Bersabda ﷺ Nabi Muhammad
“Tidak sempurna iman seseorang hingga dia mencintai saudaranya sebagaimana dia mencintai dirinya sendiri.”
(HR. Bukhari & Muslim)
Artinya, standar persaudaraan itu bukan cuma nongkrong bareng atau saling sapa di grup. Tapi tentang kesiapan hati untuk memberi, tanpa menuntut kembali. Karena hakikatnya, ukhuwah itu bukan soal intensitas pertemuan, tapi seberapa besar kita peduli tanpa diminta.

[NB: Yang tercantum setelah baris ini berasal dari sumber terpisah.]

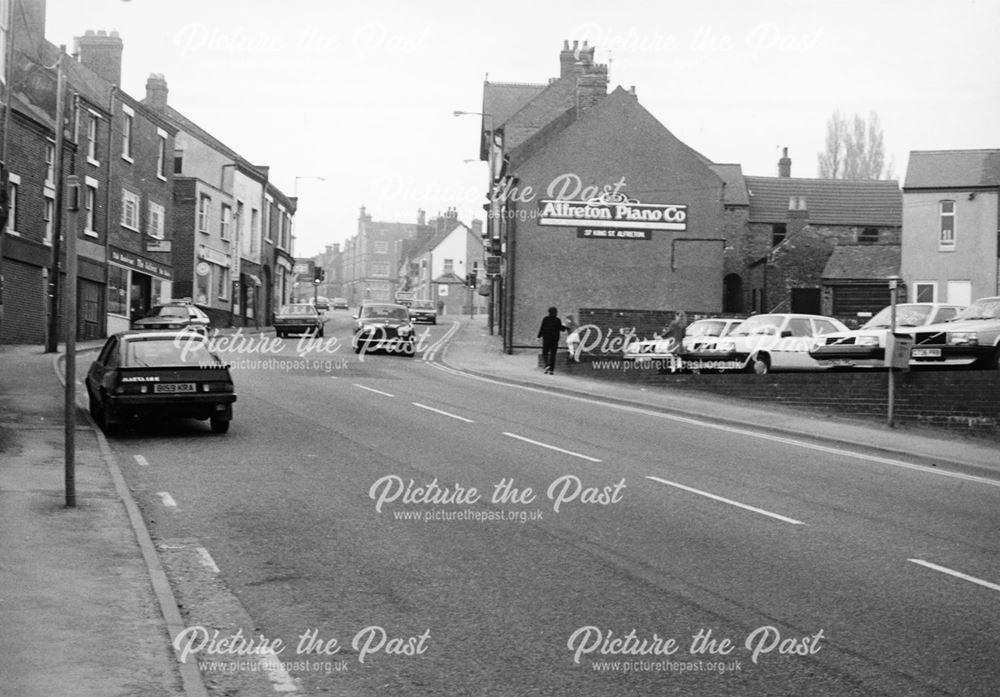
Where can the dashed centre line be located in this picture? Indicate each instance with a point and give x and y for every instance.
(552, 447)
(443, 413)
(714, 497)
(372, 389)
(956, 574)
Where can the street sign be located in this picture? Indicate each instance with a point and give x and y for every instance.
(493, 265)
(897, 350)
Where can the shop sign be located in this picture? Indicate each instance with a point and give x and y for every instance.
(138, 263)
(613, 211)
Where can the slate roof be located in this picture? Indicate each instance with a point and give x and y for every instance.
(947, 169)
(829, 201)
(862, 261)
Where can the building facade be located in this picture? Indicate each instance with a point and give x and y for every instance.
(951, 224)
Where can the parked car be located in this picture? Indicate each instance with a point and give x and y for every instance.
(423, 311)
(764, 343)
(698, 334)
(865, 347)
(972, 337)
(298, 318)
(156, 374)
(384, 327)
(176, 314)
(321, 303)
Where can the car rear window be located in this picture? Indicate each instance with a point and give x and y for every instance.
(140, 353)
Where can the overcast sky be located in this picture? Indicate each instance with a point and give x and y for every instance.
(362, 94)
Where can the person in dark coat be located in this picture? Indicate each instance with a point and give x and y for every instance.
(552, 327)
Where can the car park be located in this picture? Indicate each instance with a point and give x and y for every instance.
(423, 311)
(766, 343)
(383, 327)
(865, 347)
(174, 315)
(298, 318)
(700, 333)
(139, 375)
(972, 338)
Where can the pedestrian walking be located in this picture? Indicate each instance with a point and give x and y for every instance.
(549, 332)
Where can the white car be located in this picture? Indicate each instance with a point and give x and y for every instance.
(865, 347)
(697, 334)
(763, 343)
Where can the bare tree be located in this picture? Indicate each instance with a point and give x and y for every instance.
(855, 149)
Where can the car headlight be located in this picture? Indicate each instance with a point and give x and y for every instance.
(963, 339)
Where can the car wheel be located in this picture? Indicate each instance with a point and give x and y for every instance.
(760, 364)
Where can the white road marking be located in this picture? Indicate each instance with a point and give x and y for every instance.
(372, 389)
(551, 447)
(206, 559)
(737, 430)
(281, 681)
(729, 501)
(443, 413)
(956, 574)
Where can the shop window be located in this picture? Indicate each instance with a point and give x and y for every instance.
(946, 238)
(117, 290)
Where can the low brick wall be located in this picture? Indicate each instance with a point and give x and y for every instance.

Kita memang hidup di era penuh tekanan. Semua serba cepat, semua serba mahal. Tapi bukan berarti kita harus jadi manusia yang serba perhitungan. Dunia ini sudah cukup penuh dengan orang yang sibuk menjaga isi dompetnya sampai lupa menjaga hubungan dengan sesama.
Dan jangan salah, membantu itu nggak selalu soal uang. Kadang yang dibutuhkan cuma waktu untuk mendengarkan, tenaga untuk menemani, atau sekadar kehadiran yang tulus. Kita semua bisa mulai dari hal-hal kecil: mentraktir tanpa pamrih, bantu teman angkat kardus pindahan, nemenin dia ngurus administrasi rumah sakit, atau nggak ribet saat dimintai tolong sederhana.
Karena bisa jadi, hari ini kita yang membantu, besok kita yang dibantu. Hidup selalu berputar, dan kebaikan yang kita tanam hari ini, akan kembali dengan cara yang tak selalu bisa kita duga esok hari.
Dunia ini tidak butuh lebih banyak orang kaya, lebih banyak pengikut, atau lebih banyak kata-kata motivasi. Dunia ini hanya butuh lebih banyak hati yang lapang. Hati yang nggak sibuk menghitung siapa yang lebih dulu memberi. Hati yang tahu bahwa keberkahan hidup bukan ditentukan dari apa yang kita miliki, tapi dari apa yang rela kita lepaskan untuk orang lain.
Dan saat hidup kita selesai nanti, mungkin bukan gelar, jabatan, atau saldo tabungan yang orang-orang kenang. Tetapi seberapa tulus kita hadir di hidup mereka.
Semoga kita jadi bagian dari orang-orang itu.